While he faces the trickiest situation of any FCCJ general manager in recent memory, Morishima is hoping his background, which differs from that of his predecessors, will stand him in good stead.

After graduating from Southern New Hampshire University, NH, in 1995, majoring in the hospitality business, Morishima was hired by the Ritz-Carlton Hotel chain. His first assignment was in Kapalua Maui, Hawaii, where he recruited and managed new staff members, even though he had only just graduated.

Toru Morishima, photo by Julio Shiiki

In keeping with the practice by major hotel chains to relocate key staff every three years or so, he spent the next decade in management positions in Osaka, Las Vegas, Tokyo and Phulay Bay, a Ritz-Carlton resort in Krabi, Thailand.

His crisis management skills were tested in 2009 when Islamist terrorists attacked US-owned hotels in Jakarta. After the J.W. Marriott Hotel was bombed, the Ritz-Carlton Hotel was attacked by a suicide bomber while Morishima was on lobby duty. He was blown off his feet and thrown against a far wall. He survived, but 14 hotel guests and employees died.

While honing his knowledge of fine wine, Morishima linked up with MHD Moet Hennessy Diageo KK. in Japan, and in 2010 he established a relationship with the luxury cruise industry, selling operators such as Crystal Cruise 100 bottles of Veuve Clicquot per voyage. 

In April, 2011, Morishima delved further into the wine business, including seven years in sales and branding with the Kenzo Estate Winery, owned by the founder and chairman of Capcom Corporation.

Morishima’s global perspective may be rooted in his childhood.

Born in 1972 in Oslo, Toru spend some of his childhood in London and New York and Japan. While abroad, he attended local schools on weekdays and Japanese school at weekends, on top of having nightly private tuition in Japanese and mathematics.
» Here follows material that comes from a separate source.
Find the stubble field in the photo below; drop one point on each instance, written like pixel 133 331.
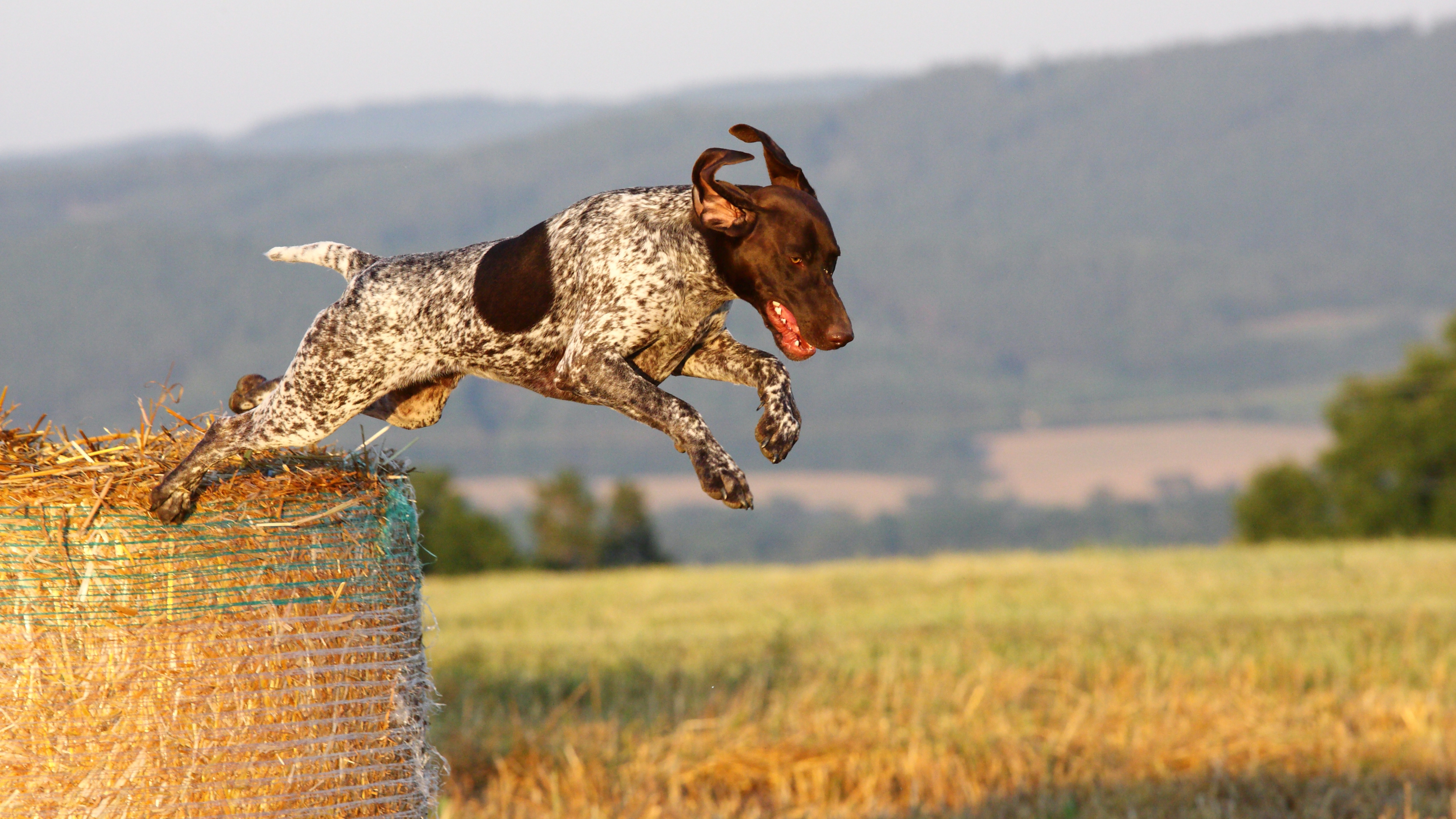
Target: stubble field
pixel 1301 681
“This was not enough for my father,” he said. “He woke me up at 6 a.m. on Sunday and made me translate stories from Time magazine into Japanese and from The Yomiuri Shimbun into English.” Although he objected at the time, Morishima now feels grateful to his father, who was a representative of the shipping and navigation division of Nissho Iwai Trading Co. – now part of Sojitz Trading Co. – as the translation drills helped him reach and maintain fluency in both languages.

Toru Morishima, photo by Julio Shiiki

As a bilingual child in London, Morishima was given the rare opportunity to appear in the Puccini opera “Madame Butterfly” at the English National Opera House. The casting director then encouraged him to audition for a part as a kamikaze pilot in Steven Spielberg’s movie “Empire of the Sun”. But Spielberg’s loss was hospitality’s gain, as Morishima did not get the part.

Haruko Watanabe is president of HKW, a former Tokyo bureau chief of the Press Foundation of Asia, and chair of the FCCJ's Special Projects Committee.